Introduction
Asthma is a chronic disease with a high prevalence which is characterized by chronic airway inflammation and variable expiratory airflow limitations. Apart from airway obstruction, the presence of airway hyperresponsiveness (AHR) is accepted as one of the important key factors in asthma pathogenesis(1), and severe AHR predicts asthma with a high sensitivity(2).
The diagnostic performances of various bronchoprovocation tests are under discussion, but the direct methacholine challenge (MCC) is still the most common method to detect and quantify AHR, and the response to methacholine correlates with the severity of AHR(3). There is evidence that the MCC has a quite low specificity compared to indirect bronchoprovocation tests(2). Thus, indirect tests are suggested as the best screening tool to detect asthma. However, in patients suffering from asthma-related symptoms without an obstructive pattern in spirometry and without a positive reaction to indirect bronchoprovocation, there is a diagnostic dilemma in reaching the correct diagnosis, particularly as the absence of AHR confirmed by a negative MCC is considered in this patient subgroup as the “gold standard” in being able to exclude the presence of asthma with reasonable certainty(4).

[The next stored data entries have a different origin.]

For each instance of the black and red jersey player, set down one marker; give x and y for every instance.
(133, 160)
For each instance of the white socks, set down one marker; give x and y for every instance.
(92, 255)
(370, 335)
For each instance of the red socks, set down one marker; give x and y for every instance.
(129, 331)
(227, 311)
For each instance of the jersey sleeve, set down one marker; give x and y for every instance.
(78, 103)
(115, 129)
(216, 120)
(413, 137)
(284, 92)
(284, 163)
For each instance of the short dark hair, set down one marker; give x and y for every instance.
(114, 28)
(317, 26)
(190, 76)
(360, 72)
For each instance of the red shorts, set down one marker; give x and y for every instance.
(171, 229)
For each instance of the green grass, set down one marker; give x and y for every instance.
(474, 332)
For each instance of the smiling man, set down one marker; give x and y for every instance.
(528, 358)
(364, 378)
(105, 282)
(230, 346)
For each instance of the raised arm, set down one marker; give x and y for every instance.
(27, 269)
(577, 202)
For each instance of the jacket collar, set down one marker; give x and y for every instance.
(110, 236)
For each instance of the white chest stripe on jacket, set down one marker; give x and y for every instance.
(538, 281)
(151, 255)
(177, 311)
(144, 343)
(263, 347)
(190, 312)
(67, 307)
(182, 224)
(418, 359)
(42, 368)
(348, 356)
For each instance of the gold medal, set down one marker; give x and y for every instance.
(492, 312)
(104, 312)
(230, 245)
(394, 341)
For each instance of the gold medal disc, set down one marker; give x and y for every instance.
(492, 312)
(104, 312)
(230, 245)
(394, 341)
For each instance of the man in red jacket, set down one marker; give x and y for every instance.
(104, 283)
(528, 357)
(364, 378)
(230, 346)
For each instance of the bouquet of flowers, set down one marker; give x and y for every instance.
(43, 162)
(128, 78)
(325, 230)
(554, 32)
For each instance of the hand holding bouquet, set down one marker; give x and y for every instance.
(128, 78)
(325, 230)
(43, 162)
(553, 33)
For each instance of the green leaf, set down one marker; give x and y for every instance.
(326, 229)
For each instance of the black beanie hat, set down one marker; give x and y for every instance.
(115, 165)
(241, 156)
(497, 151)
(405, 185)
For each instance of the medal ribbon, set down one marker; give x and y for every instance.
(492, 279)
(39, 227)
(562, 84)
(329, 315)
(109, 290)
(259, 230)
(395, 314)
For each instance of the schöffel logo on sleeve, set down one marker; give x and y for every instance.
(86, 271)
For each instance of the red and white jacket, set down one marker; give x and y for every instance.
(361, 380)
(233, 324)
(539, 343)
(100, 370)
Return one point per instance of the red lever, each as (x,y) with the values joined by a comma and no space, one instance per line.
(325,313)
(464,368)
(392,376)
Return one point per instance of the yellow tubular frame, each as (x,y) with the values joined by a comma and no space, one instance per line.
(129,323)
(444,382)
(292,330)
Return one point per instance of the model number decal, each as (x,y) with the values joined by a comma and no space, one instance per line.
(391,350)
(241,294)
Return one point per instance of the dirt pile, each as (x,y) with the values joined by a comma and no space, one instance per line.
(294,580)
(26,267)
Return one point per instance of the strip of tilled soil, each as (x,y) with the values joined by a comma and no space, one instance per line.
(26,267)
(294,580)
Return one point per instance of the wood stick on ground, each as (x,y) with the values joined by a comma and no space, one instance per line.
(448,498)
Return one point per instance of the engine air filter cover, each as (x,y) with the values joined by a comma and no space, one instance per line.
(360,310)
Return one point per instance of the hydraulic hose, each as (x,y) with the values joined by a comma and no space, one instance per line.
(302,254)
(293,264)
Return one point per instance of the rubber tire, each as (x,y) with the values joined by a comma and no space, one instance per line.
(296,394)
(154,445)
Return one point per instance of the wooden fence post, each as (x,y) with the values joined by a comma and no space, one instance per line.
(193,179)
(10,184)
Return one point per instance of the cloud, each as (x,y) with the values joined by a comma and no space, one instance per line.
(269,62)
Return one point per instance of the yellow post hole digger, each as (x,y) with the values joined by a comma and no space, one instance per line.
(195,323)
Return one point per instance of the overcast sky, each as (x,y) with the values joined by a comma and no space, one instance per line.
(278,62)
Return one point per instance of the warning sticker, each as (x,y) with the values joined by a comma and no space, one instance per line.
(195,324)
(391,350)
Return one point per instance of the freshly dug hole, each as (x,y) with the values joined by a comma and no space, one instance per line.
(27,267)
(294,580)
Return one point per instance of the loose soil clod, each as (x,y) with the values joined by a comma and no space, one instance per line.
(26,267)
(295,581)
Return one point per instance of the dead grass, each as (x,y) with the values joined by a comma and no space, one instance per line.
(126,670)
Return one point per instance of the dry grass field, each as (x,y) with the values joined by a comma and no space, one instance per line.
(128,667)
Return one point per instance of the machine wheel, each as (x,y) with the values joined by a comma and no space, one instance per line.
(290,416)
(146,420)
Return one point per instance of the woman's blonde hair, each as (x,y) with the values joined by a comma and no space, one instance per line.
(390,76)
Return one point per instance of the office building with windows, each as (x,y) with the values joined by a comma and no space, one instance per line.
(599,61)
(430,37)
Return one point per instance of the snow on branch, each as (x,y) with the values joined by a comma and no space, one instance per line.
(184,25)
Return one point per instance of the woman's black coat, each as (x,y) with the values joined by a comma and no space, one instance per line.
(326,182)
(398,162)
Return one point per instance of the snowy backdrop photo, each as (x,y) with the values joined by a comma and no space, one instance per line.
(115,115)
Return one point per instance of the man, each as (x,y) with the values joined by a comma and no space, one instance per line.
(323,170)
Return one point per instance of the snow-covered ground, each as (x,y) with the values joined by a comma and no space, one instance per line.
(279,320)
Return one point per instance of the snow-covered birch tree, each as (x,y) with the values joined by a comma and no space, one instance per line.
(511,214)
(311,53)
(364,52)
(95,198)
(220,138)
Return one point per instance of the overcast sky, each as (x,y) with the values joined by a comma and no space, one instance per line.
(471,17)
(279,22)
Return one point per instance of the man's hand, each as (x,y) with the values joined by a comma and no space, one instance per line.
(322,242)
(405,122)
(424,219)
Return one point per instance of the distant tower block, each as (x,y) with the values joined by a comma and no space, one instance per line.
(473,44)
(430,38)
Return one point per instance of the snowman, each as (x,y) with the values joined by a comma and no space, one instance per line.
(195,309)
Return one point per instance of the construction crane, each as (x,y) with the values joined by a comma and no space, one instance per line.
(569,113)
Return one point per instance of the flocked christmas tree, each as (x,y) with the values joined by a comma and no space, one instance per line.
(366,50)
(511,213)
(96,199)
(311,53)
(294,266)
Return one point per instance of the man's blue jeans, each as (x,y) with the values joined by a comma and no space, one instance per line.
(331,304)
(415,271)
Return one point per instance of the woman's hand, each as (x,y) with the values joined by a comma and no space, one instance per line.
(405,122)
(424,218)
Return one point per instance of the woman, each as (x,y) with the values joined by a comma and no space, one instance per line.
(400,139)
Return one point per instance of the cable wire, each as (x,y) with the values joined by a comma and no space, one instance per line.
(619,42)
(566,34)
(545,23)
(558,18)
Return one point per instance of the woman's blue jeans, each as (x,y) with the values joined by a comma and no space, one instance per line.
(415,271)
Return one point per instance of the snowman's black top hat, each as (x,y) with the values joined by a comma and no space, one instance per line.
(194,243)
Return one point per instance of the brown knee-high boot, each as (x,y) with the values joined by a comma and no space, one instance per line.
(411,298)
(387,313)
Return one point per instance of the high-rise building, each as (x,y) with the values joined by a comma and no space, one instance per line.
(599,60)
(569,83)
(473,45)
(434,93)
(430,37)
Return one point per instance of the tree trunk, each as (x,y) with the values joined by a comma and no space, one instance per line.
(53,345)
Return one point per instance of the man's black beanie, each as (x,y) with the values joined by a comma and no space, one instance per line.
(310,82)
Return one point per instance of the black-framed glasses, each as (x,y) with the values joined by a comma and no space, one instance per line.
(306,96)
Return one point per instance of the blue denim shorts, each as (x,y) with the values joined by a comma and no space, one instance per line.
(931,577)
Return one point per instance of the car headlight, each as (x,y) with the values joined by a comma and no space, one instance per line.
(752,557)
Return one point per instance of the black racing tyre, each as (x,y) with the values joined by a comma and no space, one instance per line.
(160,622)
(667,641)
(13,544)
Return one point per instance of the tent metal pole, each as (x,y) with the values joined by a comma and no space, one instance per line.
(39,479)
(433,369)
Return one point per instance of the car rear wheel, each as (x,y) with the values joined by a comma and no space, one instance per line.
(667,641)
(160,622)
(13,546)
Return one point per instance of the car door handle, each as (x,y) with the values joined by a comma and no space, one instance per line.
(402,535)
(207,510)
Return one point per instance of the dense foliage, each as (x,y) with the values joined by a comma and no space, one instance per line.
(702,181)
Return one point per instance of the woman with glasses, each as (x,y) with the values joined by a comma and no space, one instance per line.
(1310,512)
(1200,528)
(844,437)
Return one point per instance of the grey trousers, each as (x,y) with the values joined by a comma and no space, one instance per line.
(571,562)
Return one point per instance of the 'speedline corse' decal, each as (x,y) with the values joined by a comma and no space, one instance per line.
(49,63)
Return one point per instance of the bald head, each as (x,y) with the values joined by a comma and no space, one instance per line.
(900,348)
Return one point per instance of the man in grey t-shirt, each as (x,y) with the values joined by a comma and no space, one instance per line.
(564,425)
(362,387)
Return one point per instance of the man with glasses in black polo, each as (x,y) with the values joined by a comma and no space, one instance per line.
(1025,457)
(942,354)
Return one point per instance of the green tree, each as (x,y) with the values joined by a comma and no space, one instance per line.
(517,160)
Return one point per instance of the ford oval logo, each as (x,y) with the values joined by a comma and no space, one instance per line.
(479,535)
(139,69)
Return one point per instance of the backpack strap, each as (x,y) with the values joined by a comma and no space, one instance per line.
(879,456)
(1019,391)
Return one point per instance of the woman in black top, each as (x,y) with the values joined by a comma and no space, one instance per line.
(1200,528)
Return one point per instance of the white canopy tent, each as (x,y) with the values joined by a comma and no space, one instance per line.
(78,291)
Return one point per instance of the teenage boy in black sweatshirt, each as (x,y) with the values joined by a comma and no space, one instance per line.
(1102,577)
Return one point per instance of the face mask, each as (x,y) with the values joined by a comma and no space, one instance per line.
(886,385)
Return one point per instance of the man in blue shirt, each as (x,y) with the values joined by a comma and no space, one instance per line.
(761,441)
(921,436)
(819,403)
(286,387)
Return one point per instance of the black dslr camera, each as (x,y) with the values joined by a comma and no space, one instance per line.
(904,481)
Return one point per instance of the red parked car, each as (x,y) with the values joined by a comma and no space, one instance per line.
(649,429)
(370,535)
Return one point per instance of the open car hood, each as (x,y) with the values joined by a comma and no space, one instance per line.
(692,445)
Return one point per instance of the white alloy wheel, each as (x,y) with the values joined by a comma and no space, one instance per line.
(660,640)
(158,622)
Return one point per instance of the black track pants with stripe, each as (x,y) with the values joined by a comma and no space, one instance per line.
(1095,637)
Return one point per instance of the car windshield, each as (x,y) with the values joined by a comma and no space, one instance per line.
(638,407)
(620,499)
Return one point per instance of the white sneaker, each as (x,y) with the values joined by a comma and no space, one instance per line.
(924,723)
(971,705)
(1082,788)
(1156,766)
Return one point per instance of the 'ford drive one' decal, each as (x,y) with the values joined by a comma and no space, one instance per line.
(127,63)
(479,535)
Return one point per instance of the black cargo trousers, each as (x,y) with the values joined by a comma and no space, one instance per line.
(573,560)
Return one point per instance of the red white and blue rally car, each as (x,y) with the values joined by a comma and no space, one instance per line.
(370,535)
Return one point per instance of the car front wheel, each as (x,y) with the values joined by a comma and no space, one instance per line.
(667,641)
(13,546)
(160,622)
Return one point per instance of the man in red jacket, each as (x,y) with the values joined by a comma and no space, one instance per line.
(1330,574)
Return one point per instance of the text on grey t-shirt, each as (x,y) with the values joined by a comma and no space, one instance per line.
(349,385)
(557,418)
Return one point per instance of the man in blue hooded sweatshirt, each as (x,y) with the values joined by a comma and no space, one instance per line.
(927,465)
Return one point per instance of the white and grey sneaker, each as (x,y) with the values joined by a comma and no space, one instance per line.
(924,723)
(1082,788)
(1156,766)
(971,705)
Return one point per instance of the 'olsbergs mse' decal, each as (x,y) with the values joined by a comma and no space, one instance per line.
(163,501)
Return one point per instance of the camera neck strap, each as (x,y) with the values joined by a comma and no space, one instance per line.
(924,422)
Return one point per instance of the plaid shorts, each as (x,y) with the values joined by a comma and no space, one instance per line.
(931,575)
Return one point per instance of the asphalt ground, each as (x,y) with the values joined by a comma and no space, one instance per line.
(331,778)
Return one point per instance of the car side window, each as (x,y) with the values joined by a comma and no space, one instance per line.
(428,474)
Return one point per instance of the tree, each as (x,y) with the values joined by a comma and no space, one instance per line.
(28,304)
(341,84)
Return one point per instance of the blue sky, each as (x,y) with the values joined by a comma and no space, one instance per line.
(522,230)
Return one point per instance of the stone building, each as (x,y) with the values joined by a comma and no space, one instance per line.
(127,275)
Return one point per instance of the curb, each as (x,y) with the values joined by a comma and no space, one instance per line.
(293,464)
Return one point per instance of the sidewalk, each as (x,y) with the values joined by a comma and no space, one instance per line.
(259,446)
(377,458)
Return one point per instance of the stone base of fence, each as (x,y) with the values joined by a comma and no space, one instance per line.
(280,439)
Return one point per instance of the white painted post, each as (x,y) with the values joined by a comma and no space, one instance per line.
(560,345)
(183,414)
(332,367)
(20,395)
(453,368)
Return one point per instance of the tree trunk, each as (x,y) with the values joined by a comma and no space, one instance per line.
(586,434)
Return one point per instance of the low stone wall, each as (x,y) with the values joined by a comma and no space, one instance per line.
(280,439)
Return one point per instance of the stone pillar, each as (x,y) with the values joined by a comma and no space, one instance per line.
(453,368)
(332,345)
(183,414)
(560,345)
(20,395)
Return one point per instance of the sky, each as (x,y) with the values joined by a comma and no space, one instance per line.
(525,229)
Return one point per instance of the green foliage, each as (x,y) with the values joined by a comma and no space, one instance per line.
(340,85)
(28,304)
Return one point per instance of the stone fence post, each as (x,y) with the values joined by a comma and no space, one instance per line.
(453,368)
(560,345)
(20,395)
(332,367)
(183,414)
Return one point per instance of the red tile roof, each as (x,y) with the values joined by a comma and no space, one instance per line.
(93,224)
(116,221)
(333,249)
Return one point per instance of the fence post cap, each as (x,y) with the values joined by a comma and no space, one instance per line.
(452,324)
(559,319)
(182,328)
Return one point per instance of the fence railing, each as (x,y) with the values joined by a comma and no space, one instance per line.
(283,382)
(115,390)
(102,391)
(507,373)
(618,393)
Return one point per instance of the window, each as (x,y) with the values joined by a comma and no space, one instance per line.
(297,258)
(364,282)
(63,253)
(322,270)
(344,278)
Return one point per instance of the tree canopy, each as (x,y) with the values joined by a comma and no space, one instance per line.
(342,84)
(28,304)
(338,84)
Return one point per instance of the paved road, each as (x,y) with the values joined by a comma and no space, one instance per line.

Although the MCC is accepted as a safe diagnostic tool, it is time consuming and could be exhausting for patients(4). The aim of this study was to identify the predictive factors which allow for a reliable identification of patients with a high probability of AHR who would thus benefit from a validation by the MCC. This can prevent the mental stress and even other aggravating effects induced by the performance of the MCC in a pediatric population when it might not be necessary. Therefore, we have developed a prediction model combining factors that best predict AHR and can be easily obtained in practice. The diagnostic performance of this novel prediction model was also investigated.